Sebastian Schröder
Es mutet wie ein typischer Stammtisch an, als sich am 3. August 1843 einige Eingesessene der Bauerschaft Sundern (heute Teil der Gemeinde Stemwede im Norden des Kreises Minden-Lübbecke) in der Rahdener Gastwirtschaft Pettenpohl trafen. Früher sei alles besser gewesen, schimpften und zeterten die Bauern in Richtung des preußischen Staates.
Aber die wütenden Landwirte trafen sich im August 1843 keinesfalls zu einer gemütlichen Stammtischrunde. Das besagte Gasthaus fungierte vielmehr als Ort einer Verhandlung zwischen den Sunderanern und den Beamten der Mindener Regierung, zu der der Herforder Gerichtsassessor Stohlmann eingeladen hatte. Das Aufeinandertreffen der streitenden Parteien hatte eine lange Vorgeschichte. Einst waren die Sunderaner Bauern dem nahegelegenen Stift Levern eigenbehörig gewesen. Sie verrichteten Hand- und Spanndienste, waren außerdem zu weiteren Leistungen verpflichtet. Mit der Säkularisation wurde das Stift aufgelöst. Der gesamte Besitz fiel dem Staat zu. Der preußische König wurde Rechtsnachfolger der ehemals geistlichen Institution und deren Vermögen. Ihm standen somit die vormals den Stiftsdamen zu liefernden Verpflichtungen der Eigenbehörigen zu. Denn die Eigenbehörigkeit bestand nach wie vor. Gleichwohl hatte der Monarch kein Interesse daran, dass ihm seine neuen Hörigen Hühner und Getreide in natura nach Berlin lieferten. Zudem sah er von weiteren Naturalabgaben ab. Stattdessen wollte er bare Münze.

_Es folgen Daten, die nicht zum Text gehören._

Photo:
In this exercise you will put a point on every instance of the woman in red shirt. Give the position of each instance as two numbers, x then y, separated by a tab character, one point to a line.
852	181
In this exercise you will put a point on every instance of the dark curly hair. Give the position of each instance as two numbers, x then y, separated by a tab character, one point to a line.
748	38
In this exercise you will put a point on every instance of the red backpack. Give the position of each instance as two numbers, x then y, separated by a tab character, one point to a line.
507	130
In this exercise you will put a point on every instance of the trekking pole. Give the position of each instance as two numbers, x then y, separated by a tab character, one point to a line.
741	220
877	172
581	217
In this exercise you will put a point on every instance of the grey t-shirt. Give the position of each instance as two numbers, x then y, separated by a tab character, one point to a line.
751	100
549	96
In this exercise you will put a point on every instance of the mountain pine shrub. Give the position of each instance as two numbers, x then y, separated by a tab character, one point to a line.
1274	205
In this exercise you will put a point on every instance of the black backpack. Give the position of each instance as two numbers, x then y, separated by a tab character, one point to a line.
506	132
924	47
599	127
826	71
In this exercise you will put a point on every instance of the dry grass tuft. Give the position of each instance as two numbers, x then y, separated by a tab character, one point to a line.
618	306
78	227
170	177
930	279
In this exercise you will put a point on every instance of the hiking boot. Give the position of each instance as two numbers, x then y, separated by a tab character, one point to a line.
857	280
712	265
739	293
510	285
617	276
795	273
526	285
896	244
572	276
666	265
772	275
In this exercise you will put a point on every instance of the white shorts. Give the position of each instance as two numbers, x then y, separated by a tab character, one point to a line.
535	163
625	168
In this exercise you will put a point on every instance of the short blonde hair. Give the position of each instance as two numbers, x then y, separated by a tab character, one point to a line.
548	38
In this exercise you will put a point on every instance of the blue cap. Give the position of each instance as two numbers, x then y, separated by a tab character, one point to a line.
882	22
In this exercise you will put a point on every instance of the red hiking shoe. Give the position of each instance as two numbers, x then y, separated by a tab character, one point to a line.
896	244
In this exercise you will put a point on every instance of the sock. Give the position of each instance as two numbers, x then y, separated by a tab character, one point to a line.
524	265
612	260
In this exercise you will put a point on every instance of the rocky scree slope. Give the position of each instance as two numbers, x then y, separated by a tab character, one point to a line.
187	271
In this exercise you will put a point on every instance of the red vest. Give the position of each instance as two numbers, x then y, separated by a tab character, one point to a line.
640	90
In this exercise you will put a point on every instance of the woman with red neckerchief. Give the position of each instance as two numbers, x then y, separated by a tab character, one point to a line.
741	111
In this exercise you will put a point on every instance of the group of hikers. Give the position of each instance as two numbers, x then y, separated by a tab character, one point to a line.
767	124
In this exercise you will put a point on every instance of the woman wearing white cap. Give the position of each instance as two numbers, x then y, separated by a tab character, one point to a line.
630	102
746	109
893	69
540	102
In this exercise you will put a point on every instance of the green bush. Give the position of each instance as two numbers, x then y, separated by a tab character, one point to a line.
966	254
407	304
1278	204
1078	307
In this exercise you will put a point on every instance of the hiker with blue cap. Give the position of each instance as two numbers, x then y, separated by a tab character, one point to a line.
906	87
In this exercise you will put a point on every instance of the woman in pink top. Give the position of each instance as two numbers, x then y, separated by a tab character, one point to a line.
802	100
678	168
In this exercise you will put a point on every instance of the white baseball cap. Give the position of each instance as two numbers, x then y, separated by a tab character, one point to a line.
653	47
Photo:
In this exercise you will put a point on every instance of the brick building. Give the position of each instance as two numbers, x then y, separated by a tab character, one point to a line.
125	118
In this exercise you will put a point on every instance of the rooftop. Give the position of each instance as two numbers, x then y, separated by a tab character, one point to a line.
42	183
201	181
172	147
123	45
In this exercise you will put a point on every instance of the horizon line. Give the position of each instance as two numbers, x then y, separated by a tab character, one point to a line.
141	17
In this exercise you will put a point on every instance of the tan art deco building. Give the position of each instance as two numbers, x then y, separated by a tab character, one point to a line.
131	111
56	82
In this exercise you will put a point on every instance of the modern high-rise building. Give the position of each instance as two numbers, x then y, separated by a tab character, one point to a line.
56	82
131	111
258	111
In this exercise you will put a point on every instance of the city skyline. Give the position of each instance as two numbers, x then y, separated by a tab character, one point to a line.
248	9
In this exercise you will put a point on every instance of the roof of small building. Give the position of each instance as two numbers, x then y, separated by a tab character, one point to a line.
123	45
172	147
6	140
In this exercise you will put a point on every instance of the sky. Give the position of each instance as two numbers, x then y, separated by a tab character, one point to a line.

Genau dagegen protestierten die Landwirte der Bauerschaft Sundern. Die Umrechnung von dinglichen Pflichten in eine Geldzahlung sei deutlich zu hoch ausgefallen. Ferner sei ohnehin problematisch, Natural- mit Geldleistungen aufzuwiegen. Der Fiskus müsse bedenken, dass die einst geleisteten Dienste abhängig von der Jahreszeit gewesen seien. Früher hätten sie nur „von Sonnen-Aufgang bis Sonnen-Untergang gedient“, berichteten die Bauern. Im Winter sei dementsprechend weniger gearbeitet worden. Folglich könne der König winters wie sommers nicht den gleichen Tarif fordern. Außerdem sei ihre Anreise bereits als Arbeitszeit bewertet worden. Des Weiteren hätten ihnen die Stiftsdamen eine zweistündige Mittagspause zwischen 12 und 14 Uhr eingeräumt. Sehnsüchtig verklärten die Bauern an die gute alte Zeit: „Solche Diensttage seien für Menschen und Vieh Freudentage gewesen, und sie wünschten nichts mehr, als daß solche Zeiten zurückkehren möchten.“ Denn den Pferden sei Stallung und Futter gewährt worden; sie selbst, ihre Knechte und Pferdejungen hätten Buchweizen, Grütze und Brot erhalten, zusätzlich ein Mittagessen – „bestehend aus zweierlei Gemüse und zweierlei Fleisch“. Sogar bei den sogenannten langen Ausfuhren, also Fuhrdiensten, die über drei Meilen Wegesstrecke betrugen, „hätten sie und die Pferde ein herrliches Leben und eine herrliche Bewirthung gehabt.“ Hinzu komme, dass niemals ein Gespann überladen worden sei.